The existence of Campylobacter and Salmonella reservoirs in wildlife is a potential hazard to animal and human health; however, the prevalence of these species is largely unknown. Until now, only a few studies have evaluated the presence of Campylobacter and Salmonella in wild griffon vultures and based on a small number of birds. The aim of this study was to evaluate the presence of Campylobacter and Salmonella in wild griffon vultures (n = 97) during the normal ringing programme at the Cinctorres Observatory in Eastern Spain.
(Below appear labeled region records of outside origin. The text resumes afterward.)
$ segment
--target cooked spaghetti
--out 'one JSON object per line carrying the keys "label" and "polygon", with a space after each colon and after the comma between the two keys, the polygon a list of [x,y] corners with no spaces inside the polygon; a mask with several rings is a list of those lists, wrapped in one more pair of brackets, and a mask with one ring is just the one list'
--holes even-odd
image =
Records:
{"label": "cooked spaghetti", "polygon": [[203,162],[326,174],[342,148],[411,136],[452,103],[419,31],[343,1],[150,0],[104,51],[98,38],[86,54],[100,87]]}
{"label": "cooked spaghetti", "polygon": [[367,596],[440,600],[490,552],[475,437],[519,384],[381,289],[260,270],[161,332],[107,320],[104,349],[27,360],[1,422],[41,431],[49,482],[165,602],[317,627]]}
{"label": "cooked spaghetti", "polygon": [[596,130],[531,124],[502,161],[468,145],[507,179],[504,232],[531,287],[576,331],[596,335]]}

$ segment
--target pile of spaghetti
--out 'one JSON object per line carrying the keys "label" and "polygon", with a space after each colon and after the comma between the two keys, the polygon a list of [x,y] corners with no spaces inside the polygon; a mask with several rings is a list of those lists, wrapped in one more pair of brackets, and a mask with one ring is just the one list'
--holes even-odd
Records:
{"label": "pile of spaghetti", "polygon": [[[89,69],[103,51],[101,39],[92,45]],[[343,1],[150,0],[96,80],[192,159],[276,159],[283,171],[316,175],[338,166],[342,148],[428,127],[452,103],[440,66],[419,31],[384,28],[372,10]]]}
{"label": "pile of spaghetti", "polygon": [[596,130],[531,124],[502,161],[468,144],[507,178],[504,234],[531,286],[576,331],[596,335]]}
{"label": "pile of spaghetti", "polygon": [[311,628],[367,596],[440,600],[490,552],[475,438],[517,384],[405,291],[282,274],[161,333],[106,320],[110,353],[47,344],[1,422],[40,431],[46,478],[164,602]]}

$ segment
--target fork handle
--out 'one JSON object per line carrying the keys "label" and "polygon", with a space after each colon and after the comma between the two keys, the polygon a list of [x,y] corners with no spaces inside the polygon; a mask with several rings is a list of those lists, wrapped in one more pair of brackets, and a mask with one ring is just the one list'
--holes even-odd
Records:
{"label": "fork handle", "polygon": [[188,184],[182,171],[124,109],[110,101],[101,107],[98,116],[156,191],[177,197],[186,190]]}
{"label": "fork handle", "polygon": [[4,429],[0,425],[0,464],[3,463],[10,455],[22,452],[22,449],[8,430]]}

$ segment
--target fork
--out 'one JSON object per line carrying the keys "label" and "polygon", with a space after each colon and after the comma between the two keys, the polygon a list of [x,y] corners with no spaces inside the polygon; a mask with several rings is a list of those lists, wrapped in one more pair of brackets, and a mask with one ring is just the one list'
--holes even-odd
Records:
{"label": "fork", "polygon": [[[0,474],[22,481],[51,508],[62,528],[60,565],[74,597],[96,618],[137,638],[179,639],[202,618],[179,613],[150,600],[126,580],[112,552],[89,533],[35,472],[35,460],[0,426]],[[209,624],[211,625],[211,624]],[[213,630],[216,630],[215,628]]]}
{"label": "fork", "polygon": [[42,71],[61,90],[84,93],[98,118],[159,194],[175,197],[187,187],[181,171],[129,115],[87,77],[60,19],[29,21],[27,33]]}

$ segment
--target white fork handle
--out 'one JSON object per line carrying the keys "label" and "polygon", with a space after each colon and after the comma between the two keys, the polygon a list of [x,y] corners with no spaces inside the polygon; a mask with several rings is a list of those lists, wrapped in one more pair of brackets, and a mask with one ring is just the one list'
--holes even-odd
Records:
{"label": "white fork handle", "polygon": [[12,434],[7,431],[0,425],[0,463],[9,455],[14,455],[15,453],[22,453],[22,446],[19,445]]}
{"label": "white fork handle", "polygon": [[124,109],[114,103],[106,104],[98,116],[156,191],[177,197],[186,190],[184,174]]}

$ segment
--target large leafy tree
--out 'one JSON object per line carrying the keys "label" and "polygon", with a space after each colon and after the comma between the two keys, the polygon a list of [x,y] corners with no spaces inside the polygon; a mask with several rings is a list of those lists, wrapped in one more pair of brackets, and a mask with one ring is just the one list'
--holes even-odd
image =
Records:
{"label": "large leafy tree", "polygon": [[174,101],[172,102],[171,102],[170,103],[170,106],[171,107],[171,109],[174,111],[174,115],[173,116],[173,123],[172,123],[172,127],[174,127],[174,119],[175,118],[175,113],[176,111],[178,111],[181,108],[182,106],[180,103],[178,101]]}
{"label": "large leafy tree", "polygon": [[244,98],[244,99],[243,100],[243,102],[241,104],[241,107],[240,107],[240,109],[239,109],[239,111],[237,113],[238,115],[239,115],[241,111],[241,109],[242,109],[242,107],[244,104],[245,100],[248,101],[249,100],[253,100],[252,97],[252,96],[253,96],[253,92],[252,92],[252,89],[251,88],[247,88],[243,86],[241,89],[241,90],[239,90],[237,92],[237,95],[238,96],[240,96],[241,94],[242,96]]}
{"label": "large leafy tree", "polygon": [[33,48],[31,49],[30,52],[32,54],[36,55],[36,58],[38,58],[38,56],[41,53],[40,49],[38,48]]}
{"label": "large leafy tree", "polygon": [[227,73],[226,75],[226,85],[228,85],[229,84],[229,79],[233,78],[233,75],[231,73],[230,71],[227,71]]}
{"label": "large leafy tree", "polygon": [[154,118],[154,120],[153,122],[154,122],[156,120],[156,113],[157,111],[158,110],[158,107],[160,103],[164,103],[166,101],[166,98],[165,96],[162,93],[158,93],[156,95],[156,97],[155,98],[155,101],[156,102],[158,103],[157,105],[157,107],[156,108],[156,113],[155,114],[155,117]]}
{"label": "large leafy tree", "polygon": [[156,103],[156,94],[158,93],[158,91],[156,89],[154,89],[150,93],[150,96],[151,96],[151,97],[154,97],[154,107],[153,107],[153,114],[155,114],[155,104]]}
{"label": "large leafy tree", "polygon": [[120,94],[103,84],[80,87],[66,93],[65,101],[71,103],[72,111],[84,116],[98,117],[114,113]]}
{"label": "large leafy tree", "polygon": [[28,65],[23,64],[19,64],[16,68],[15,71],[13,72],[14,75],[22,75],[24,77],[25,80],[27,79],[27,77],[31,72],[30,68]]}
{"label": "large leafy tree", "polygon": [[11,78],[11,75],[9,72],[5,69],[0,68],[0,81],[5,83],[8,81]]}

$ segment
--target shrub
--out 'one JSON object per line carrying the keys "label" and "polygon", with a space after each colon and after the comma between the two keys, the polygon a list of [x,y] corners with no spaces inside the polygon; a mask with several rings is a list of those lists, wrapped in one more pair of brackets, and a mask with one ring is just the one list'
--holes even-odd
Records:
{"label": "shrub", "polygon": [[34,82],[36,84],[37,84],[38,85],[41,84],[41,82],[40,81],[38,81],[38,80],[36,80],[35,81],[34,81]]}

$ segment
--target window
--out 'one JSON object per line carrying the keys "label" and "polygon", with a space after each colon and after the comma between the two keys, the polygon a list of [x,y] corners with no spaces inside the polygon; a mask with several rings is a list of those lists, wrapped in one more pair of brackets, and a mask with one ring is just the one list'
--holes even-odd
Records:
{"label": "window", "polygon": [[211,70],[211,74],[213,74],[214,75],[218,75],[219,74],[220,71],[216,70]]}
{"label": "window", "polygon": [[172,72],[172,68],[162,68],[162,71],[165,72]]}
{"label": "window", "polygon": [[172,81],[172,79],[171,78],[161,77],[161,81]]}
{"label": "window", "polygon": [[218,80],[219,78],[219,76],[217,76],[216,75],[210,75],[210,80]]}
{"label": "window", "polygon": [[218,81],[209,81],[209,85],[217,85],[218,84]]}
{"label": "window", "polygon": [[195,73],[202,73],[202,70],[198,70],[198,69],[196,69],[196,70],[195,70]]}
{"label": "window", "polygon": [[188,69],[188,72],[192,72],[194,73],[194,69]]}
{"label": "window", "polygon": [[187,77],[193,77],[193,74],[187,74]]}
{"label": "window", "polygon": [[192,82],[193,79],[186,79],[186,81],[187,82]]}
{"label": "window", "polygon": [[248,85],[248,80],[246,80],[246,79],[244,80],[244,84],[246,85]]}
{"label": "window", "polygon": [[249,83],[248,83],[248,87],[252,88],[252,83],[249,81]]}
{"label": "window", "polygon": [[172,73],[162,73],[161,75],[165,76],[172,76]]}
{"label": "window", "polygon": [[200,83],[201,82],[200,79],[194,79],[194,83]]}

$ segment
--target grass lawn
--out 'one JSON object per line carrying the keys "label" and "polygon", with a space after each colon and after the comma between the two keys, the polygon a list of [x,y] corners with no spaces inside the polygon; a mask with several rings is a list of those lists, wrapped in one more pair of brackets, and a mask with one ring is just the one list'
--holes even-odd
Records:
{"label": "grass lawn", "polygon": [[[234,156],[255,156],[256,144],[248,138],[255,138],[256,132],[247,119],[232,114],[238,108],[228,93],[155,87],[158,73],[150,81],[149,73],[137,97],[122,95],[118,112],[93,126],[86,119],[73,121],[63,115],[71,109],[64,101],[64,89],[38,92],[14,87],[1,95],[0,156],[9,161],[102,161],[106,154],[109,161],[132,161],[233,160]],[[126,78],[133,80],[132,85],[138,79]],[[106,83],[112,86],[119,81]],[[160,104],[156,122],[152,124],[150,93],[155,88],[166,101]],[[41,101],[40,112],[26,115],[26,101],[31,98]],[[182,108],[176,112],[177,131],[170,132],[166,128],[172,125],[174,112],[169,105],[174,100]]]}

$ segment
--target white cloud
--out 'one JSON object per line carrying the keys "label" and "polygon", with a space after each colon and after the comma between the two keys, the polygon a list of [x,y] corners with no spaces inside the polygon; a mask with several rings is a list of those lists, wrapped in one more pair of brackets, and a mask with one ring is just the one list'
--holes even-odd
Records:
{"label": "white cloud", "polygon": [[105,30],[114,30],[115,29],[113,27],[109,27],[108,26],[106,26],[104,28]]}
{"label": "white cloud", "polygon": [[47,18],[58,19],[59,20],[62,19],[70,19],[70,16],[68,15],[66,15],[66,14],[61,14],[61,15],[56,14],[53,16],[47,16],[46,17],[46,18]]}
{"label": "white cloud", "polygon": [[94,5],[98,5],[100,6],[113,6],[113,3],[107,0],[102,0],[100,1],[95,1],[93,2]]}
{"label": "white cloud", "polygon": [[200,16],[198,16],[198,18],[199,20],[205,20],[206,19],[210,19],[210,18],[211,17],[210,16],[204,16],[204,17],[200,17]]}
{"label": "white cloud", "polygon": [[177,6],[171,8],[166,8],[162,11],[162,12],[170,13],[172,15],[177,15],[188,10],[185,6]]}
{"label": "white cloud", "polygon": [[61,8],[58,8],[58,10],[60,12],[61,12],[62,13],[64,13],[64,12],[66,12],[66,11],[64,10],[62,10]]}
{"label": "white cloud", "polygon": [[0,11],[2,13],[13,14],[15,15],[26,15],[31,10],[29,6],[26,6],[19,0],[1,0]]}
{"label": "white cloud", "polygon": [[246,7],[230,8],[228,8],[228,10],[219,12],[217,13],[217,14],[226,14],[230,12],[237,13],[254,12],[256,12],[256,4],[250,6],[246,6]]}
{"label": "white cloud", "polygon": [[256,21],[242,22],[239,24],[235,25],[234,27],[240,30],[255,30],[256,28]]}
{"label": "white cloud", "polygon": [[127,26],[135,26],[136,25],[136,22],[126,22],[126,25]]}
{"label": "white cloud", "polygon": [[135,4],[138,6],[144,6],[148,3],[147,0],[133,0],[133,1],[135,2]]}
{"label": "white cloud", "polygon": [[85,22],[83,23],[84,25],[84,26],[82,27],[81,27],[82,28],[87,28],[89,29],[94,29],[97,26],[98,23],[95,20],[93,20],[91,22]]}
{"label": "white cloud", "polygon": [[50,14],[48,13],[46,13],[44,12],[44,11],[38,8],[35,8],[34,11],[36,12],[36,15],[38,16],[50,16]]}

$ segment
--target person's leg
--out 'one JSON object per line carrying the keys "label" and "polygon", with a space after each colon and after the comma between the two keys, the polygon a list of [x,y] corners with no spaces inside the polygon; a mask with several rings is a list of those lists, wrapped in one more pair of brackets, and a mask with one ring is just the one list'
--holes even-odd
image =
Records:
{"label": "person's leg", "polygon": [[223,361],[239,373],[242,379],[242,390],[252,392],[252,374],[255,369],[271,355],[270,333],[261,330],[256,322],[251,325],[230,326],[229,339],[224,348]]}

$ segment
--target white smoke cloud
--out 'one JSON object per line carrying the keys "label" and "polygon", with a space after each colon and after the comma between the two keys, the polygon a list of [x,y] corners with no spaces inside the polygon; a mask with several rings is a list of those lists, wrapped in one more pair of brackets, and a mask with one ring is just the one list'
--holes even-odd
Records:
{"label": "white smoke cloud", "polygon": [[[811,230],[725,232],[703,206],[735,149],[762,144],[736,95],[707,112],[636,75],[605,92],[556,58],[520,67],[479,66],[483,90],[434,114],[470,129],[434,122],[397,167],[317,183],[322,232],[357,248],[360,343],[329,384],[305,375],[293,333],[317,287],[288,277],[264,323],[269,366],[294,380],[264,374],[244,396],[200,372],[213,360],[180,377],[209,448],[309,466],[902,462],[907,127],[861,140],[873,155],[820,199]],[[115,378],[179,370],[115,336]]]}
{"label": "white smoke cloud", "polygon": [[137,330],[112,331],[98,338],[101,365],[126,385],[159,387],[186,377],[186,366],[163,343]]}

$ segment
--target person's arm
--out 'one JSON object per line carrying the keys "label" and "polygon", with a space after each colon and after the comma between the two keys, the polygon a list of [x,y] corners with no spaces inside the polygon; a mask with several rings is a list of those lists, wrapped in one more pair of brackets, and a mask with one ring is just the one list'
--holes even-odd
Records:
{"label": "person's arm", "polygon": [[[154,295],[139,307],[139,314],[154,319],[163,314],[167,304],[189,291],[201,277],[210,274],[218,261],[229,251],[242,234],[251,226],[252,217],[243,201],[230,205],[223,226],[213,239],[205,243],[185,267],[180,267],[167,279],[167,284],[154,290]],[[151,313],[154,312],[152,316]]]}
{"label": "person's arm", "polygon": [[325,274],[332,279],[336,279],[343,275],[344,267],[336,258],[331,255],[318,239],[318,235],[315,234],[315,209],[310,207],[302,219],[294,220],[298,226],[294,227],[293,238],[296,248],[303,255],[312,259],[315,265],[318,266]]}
In addition, the effect of ages of individuals (juveniles, subadult and adult) on the presence were compared. Campylobacter was isolated from 1 of 97 (1.0%) griffon vultures and identified as C. jejuni. Salmonella was isolated from 51 of 97 (52.6%) griffon vultures. No significant differences were found between the ages of individuals for the presence of Salmonella. Serotyping revealed 6 different serovars among two Salmonella enterica subspecies; S. enterica subsp. enterica (n = 49, 96.1%) and S. enterica subsp. salamae (n = 2, 3.9%). No more than one serovar was isolated per individual. The serovars isolated were S. Typhimurium (n = 42, 82.3%), S. Rissen (n = 4, 7.8%), S. Senftenberg (n = 3, 5.9%) and S. 4,12:b[-] (n = 2, 3.9%). Our results imply that wild griffon vultures are a risk factor for Salmonella transmission, but do not seem to be a reservoir for Campylobacter. We therefore rule out vultures as a risk factor for human campylobacteriosis. Nevertheless, further studies should be undertaken in other countries to confirm these results.